Two hypotheses are possible to explain the mechanisms of this IAH in our patient,
Many observations suggest that human malignant melanoma expresses antigens that can induce a beneficial immunological reaction which has opened a new therapeutic pathway to immunotherapy in malignant melanoma. [16] The favorable progression under corticosteroid therapy was also observed in a case reported by Rajdev et col about a primary hemangiosarcoma of the metastatic heart associated with intra-alveolar hemorrhage and presumed of the immunological mechanism. [17]
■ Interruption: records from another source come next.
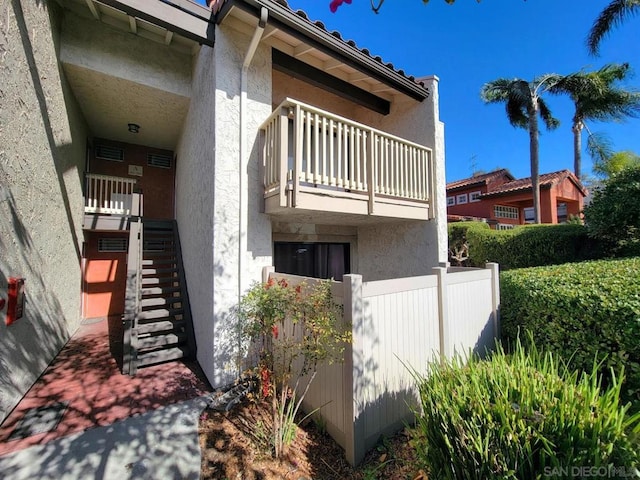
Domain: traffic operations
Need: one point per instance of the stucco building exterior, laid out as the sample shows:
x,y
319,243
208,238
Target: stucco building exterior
x,y
260,135
503,201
This hypothesis was also advanced in some cases of myelodysplastic syndromes where there is a satellite vasculitis of the haematological process. [18]
Our observation corresponds to the first reported case of IAH due to pulmonary metastases of a melanoma of the scalp. The susceptibility of human malignant melanoma to express antigens that can induce an immune reaction and the initial rapid favorable evolution to corticosteroid therapy in our patient argue in favor of the immunological origin of this neoplastic IAH.
The authors stated that they have no potential conflicts of interest in relation to the theme of the article.